En Adán Buenosayres,
Leopoldo Marechal describe una Misa cantada, una misa tradicional. El relato
del personaje que entra a un monasterio solitario, nos trae a la memoria el
relato del poeta Paul Claudel de su conversión,
al entrar a la catedral de Notre Damme, el cual, es llevado por una curiosidad
artística, y maravillándose por la ceremonia y la música del coro, se desarma
todo su sistema de pensamiento ateo. Aquí el fragmento de Marechal:
“Por senderos montañeses y huellas de
cabras has ascendido hasta el viejo monasterio levantado en plena soledad. Una
razón de arte, y no un motivo piadoso, te ha guiado en aquel ascenso matutino.

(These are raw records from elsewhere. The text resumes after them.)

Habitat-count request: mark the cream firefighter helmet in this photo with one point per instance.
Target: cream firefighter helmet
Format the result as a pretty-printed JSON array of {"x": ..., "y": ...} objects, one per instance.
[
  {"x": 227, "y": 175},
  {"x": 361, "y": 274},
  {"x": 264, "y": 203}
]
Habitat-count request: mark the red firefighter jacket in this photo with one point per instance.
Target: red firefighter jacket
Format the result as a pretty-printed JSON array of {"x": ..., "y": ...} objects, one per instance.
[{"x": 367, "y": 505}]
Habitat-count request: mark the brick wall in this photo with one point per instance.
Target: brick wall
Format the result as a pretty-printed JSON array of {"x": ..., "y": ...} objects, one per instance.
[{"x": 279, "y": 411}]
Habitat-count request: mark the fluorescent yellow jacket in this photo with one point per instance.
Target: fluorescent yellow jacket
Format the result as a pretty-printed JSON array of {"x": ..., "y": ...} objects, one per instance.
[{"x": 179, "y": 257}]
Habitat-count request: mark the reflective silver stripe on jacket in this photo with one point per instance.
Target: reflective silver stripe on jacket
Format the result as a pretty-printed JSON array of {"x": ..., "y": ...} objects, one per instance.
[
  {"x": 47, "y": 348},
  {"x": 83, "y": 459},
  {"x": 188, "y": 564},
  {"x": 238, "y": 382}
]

Y al entrar en la capilla desierta se deslumbran tus ojos: frescos y tablas de
colores paradisíacos, bajorrelieves adorables, maderas trabajadas, bronces y
cristalerías gozan allá la inmarcesible primavera de su hermosura. Y estás
preguntándote ya quién ha reunido, y para quién, tanta belleza en aquel
desierto rincón de la montaña, cuando una fila de monjes negros aparece junto
al altar y se ubica sin ruido en los tallados asientos del coro. Y te asustas,
porque sólo te ha guiado una razón de arte. No bien el Celebrante inicia la
aspersión del agua, los del coro entonan el Asperges. La casulla roja, con su
cruz bordada en oro, resplandece luego sobre el alba purísima que viste aquel
mudo sacrificador: en su antebrazo izquierdo cuelga ya el manípulo rojo sangre
como la casulla. Y cuando el Celebrante sube las gradas del altar lleno de
florecillas rojas, los monjes de pie cantan el Introito. A continuación los
Kiries desolados, el Gloria triunfante, la severa Epístola, el Evangelio de
amor y el fogoso Credo resuenan en la nave solitaria. Y escuchas desde tu
escondite, como un ladrón sorprendido, porque sólo te ha guiado una razón de
arte. Ofrecidos ya el pan y el vino, una crencha de humo brota en el incensario
de plata; y el Celebrante inciensa las ofrendas, el Crucifijo, las dos alas del
altar; devolviendo el incensario al acólito, recibe a su vez el incienso y lo
agradece con una reverencia; en seguida el acólito se dirige a los monjes y los
inciensa, uno por uno. Y sigues atentamente aquella estudiada multiplicidad de
gestos cuyo significado no alcanzas; y, no sin inquietud, piensas ya que tan
solemne liturgia se desarrolla sin espectador alguno y en un desierto rincón de
la montaña, tal una sublime comedia que actores locos representasen en un
teatro vacío. Pero de súbito, cuando sobre la cabeza del Celebrante se yergue
la Forma blanca, te parece adivinar allí una presencia invisible que llena todo
el ámbito y en silencio recibe aquel tributo de adoración, la presencia de un
Espectador inmutable, sin principio ni fin, mucho más real que aquellos actores
transitivos y aquel teatro perecedero. Y un terror divino humedece tu piel, y
tiemblas en tu escondite de ladrón; porque sólo te ha guiado una razón de
arte”.
Leopoldo Marechal, Adán Buenosayres (1948), Libro
V, parte I.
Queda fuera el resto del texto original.